Which worked out great because the sons did want to work. John and Drew Kirkland and Will Helwig each started working as soon as they could – at age 16. Will joined the firm after he graduated Georgetown in 2002. John and Drew joined when they graduated from Alabama with MBAs in 2003. “We just always knew we wanted to do this, so every business class we took we had this in our minds,” said Drew.
“I always say that being born into a family business can be a blessing and a curse,” says President Drew Kirkland, Sr. “It’s a blessing if you love it. But it you don’t love working for the family business, it can feel like a curse. It’s not for everybody. It has to be something you enjoy.”
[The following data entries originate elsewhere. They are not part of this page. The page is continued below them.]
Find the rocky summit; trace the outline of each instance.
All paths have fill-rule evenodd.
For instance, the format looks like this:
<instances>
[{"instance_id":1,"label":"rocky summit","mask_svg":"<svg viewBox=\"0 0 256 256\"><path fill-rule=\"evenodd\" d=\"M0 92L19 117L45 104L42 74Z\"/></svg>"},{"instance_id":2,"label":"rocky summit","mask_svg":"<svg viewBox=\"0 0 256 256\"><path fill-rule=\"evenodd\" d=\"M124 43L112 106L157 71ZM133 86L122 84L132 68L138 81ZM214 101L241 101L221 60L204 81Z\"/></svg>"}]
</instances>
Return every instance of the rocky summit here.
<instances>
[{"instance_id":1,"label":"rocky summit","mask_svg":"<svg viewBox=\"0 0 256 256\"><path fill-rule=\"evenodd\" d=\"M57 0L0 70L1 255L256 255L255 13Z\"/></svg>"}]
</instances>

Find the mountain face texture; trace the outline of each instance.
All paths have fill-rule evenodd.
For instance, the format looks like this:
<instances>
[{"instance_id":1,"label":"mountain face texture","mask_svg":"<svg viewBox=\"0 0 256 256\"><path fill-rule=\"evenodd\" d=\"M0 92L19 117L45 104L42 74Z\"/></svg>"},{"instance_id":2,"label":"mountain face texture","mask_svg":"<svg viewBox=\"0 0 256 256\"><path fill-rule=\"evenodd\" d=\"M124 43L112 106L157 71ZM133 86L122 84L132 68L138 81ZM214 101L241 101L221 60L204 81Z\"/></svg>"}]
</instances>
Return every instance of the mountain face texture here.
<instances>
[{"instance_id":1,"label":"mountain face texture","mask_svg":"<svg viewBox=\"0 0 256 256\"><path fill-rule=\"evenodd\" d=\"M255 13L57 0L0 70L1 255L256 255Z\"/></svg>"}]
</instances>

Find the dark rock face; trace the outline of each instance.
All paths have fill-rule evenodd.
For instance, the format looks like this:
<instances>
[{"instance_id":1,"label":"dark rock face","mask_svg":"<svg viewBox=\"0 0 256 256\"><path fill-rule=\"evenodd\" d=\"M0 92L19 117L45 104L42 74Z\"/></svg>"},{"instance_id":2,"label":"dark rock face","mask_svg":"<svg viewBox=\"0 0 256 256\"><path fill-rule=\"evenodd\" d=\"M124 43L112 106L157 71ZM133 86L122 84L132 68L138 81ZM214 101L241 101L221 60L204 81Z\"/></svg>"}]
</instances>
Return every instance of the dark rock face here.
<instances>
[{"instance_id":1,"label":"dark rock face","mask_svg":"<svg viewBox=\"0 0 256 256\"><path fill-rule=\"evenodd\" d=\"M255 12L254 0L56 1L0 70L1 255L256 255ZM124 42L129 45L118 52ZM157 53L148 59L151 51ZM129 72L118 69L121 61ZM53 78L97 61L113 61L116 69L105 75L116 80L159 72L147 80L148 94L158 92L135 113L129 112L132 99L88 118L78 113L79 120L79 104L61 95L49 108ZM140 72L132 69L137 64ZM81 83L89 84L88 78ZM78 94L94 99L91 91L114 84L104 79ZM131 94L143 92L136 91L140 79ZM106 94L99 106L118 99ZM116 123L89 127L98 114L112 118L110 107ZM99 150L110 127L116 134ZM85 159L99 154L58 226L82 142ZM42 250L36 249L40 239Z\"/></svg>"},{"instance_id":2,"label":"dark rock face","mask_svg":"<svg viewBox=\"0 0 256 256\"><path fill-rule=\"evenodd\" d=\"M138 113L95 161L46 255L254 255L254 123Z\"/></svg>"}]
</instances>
5th generation member Lee Hall decided not to join the firm and is pursuing her own interests as a successful interior designer. The other 5th generation member is Bill Conley III, who did join the firm for a while but then decided to enter the banking business. The Conley line of the family was very instrumental in the success of D&G. Bill Conley Jr. was 4th generation, and his father, Bill Conley Sr., was a connecting link for over 40 years from his time in the service during the war years until 1987.
Helwig admits that it’s not always easy to make a family business work. It takes good communication, a little “giving in,” and agreeing to work together. “Our predecessors really taught us that, and thankfully this generation has been able to work together like we have and keep this thing going.”
Looking forward, the 5th generation members now have growing families of their own, which leaves plenty of opportunity for the legacy to continue.
The last paragraph on the “history” page of their website puts it this way:
Though another century has passed, Dahl & Groezinger will continue to use our family ownership and management to give each customer and consumer the personal attention they deserve. Regardless of the ever-changing business climate, our customers and consumers will remain our top priority. Thank you for allowing us to serve you for over 125 years.